Prove using the principle of mathematical induction that:
1.3.5.7....(2n-1).n! = (2n)!/2^n
(n+1)(n+2)....(2n-1)2n = (2n)!/n!
Thankyou so much!
Hi Christina,
These are a little subtle...
$\displaystyle \color{red}\ 1\$
$\displaystyle \color{blue}[1(3)5(7)9........(2n-1)]n!=\frac{(2n)!}{2^n}$ ?
If this formula is valid, then the following will be true
$\displaystyle \left(1(3)5....(2k-1)[2(k+1)-1]\right)(k+1)!=\frac{[2(k+1)]!}{2^{k+1}}$
The original formula is utilised to attempt this proof, because if
being true for n causes the statement (the formulated hypothesis)
to be true for n+1 (the next term), then this means that if the hypothesis is valid for the first term, then this causes the hypothesis to be true for the 2nd, causing it to be true for the 3rd, causing it to be true for the 4th, causing......an endless chain of cause and effect.
That is what the inductive step attempts to do,
to discover if an endless chain of cause and effect exists.
We do this by trying to prove the following in this case...
For the next k (or n), the formula gives, in terms of the current k (or n)
$\displaystyle [1(3)5...(2k-1)(2[k+1]-1)](k+1)!=\frac{[2(k+1)]!}{2^{k+1}}$ ?
$\displaystyle \frac{(2k)!}{2^k}(2[k+1]-1)(k+1)=\frac{[2(k+1)]!}{2^{k+1}}$ ? using (k+1)!=(k+1)k!
$\displaystyle \frac{(2k+1)!(k+1)}{2^k}=\frac{2(2k+1)!(k+1)}{2^{k +1}}=\frac{(2k+2)(2k+1)!}{2^{k+1}}=\frac{(2k+2)!}{ 2^{k+1}}$
Therefore if the hypothesis is true for some n, it will definately be
true for the next value of n.
Hence if it is true for the first value of n of interest, it will be true for all
following natural numbers.
2
$\displaystyle \color{blue}\ (n+1)(n+2)....(2n-1)(2n)=\frac{(2n)!}{n!}$ ?

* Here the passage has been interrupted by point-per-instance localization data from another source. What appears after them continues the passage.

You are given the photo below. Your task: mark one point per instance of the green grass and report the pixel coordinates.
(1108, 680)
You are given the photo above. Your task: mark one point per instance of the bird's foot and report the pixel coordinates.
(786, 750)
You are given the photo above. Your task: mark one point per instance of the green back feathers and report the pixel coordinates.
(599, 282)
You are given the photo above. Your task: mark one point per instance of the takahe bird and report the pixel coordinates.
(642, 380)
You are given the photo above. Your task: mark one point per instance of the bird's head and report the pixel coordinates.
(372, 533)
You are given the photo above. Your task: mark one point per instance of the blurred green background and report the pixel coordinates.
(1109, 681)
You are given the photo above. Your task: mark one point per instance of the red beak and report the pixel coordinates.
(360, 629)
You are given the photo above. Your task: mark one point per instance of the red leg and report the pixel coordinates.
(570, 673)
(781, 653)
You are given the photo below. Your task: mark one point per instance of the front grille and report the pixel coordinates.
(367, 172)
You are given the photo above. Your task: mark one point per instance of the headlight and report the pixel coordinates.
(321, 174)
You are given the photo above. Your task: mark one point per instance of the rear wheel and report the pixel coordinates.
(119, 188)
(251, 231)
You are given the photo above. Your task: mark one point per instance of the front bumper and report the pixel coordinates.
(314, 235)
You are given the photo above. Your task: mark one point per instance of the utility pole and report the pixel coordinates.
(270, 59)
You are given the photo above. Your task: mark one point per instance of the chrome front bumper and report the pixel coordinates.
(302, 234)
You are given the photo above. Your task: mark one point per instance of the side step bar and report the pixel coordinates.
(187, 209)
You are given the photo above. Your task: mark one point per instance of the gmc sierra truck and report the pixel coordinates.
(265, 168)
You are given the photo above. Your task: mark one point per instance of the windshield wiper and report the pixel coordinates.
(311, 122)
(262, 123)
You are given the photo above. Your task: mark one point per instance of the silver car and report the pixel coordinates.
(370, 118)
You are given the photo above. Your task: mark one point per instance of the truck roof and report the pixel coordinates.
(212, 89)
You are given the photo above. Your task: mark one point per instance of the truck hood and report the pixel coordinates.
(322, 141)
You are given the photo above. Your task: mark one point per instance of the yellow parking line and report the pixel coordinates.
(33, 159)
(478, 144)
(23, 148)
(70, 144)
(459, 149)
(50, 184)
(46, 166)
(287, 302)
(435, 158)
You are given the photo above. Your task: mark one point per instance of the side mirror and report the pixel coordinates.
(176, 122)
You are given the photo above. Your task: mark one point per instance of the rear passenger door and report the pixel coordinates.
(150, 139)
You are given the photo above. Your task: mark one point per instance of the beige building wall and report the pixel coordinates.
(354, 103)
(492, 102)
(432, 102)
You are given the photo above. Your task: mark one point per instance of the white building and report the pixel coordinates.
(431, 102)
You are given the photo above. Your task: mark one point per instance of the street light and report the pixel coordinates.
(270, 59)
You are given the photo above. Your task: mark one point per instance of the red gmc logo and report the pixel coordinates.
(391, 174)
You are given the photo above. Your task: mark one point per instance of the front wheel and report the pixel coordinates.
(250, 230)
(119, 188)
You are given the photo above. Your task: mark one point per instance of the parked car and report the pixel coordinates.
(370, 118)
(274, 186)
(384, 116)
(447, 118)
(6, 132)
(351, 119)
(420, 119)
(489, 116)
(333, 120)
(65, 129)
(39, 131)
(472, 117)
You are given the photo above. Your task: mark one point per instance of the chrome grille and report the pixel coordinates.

To apply induction to this (the equation is obvious if it is considered in terms of factorials in general!!),
first consider how this looks...
n=1...... (1+1)=2(1)
n=2.......(2+1)(2+2)=3(4)=4!/2!
n=3.......(3+1)(3+2)(3+3)==4(5)6=6!/3!
Hence, there is an extra factor as n increases by 1.
Therefore, we will be trying to prove if
$\displaystyle ([k+1]+1)([k+1]+2)...([2k+1]-1)([2k+1]-1+1)=\frac{(2[k+1])!}{(k+1)!}$ ?
$\displaystyle (k+2)(k+3)...(2k-1)(2k)(2k+1)(2k+2)=\frac{(2k+2)!}{(k+1)!}$ ?
$\displaystyle \frac{(2k)!}{k!}\ \frac{(2k+2)(2k+1)}{(k+1)}= \frac{(2k+2)!}{(k+1)!}$
The inductive process is proven, just test it for an initial value.